Pubblicato il 9 Settembre 2010 14:03 | Ultimo aggiornamento: 9 Settembre 2010 14:28

Due attentati all’aeroporto di Mogadiscio hanno fatto strage di civili. Intorno alle 13.30 ora italiana sono esplose due autobombe nell’aeroporto della capitale somala uccidendo almeno otto persone tra cui peacekeepers dell’Unione africana. Lo hanno detto residenti della capitale somala.

Un negoziante ha detto alla Reuters che ”almeno otto cadaveri, in gran parte soldati dell’Amisom, giacevano sul terreno”. Nella prima esplosione un kamikaze ha fatto esplodere una vettura imbottita di esplosivo vicino a un avamposto delle truppe Amisom dell’Unione africana (Ua) nei pressi dello scalo aereo di Mogadiscio. Secondo alcune fonti poco dopo il primo scoppio si sono verificati scontri a fuoco.

”Almeno otto persone sono rimaste uccise negli attentati avvenuti oggi all’aeroporto di Mogadiscio”. Lo affermano fonti ben informate di Nairobi che intendono restare anonime e che precisano pero’ che ”al momento attuale il bilancio delle vittime e’ imprecisato”. Fra queste vi sarebbe anche un soldato delle truppe Amisom dell’Unione africana (Ua). ”All’interno del perimetro dello scalo somalo sono esplosi due colpi di mortaio – aggiungono le stesse fonti – mentre poco prima un kamikaze aveva fatto esplodere una vettura imbottita di esplosivo davanti all’entrata dell’aeroporto seminando il panico”.

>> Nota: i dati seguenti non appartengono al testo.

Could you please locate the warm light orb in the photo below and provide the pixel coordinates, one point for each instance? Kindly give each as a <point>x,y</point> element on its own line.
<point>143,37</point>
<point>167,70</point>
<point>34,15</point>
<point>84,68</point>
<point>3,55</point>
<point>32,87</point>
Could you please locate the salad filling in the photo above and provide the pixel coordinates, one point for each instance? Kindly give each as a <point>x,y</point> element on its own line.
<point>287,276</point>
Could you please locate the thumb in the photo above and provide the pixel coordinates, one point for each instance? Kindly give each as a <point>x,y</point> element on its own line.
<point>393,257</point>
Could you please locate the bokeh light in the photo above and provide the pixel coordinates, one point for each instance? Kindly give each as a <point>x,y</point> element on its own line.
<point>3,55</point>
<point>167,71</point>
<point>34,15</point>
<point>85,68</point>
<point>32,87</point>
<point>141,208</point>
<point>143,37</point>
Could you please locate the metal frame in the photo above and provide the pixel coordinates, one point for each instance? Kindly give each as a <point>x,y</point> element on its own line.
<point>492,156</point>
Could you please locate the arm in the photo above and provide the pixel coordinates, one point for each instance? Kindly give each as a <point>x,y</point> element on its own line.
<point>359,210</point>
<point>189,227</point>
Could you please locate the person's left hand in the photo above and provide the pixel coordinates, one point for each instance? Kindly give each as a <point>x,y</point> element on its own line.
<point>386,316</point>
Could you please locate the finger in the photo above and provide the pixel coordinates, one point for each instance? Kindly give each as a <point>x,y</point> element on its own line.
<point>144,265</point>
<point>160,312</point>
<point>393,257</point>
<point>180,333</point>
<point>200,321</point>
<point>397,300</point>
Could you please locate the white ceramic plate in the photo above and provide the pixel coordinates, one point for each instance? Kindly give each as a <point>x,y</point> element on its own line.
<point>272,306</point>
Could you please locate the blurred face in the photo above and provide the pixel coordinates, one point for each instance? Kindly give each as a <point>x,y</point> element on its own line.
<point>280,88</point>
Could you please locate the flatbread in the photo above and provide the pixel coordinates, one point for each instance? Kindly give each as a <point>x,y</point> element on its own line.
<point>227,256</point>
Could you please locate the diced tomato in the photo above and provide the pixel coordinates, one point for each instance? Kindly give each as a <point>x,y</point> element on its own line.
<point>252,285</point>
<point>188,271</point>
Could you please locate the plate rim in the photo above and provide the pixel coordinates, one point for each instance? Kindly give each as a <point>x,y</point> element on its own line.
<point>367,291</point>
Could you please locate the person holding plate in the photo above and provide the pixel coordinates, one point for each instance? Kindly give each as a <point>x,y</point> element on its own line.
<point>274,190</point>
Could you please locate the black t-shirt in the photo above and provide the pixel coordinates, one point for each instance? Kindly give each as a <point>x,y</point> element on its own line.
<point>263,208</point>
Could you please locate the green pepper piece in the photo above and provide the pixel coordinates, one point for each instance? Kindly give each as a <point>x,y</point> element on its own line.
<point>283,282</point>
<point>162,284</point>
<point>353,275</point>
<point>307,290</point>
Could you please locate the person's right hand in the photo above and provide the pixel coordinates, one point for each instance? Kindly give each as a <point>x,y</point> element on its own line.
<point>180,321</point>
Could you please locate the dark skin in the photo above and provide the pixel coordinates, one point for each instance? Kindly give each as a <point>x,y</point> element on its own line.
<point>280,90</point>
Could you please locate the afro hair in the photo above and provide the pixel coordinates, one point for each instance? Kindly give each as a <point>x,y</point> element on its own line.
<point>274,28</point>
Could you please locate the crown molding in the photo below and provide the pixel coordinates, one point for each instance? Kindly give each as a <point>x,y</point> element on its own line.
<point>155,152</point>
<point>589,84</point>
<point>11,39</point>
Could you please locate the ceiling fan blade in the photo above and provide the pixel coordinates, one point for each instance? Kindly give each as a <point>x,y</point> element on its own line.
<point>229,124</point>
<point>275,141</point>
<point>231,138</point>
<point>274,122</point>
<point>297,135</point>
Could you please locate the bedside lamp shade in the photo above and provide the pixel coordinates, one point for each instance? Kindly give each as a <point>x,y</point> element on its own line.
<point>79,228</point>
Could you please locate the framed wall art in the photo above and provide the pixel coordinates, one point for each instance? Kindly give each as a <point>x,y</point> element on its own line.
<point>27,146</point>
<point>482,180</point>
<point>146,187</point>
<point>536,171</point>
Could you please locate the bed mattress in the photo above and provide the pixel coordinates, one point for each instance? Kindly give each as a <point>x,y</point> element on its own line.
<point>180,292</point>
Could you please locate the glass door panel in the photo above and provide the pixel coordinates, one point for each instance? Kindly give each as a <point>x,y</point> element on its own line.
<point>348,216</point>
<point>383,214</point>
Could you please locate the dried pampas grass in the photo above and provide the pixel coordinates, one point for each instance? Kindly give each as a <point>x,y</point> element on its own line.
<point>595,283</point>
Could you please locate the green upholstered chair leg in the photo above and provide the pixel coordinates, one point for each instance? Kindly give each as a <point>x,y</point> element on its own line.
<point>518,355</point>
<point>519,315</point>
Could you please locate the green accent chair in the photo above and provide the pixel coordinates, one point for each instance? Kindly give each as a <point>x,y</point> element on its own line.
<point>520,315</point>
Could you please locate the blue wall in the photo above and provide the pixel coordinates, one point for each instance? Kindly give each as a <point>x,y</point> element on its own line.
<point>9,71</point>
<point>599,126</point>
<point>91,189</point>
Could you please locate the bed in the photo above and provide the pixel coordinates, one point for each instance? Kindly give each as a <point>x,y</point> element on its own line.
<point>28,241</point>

”All’interno dello scalo si era appena tenuto un incontro con dei rappresentati dell’Unione africana e politici locali”, hanno poi detto le stesse fonti. Oltre 7.000 militari dell’Amison sostengono il governo di transizione somalo di fronte agli attacchi dei ribelli Shabaab legati ad al Qaida. Nelle ultime due settimane a Mogadiscio in combattimenti tra truppe governative somale e insorti islamici shabaab oltre 230 civili sono stati uccisi e almeno 400 feriti.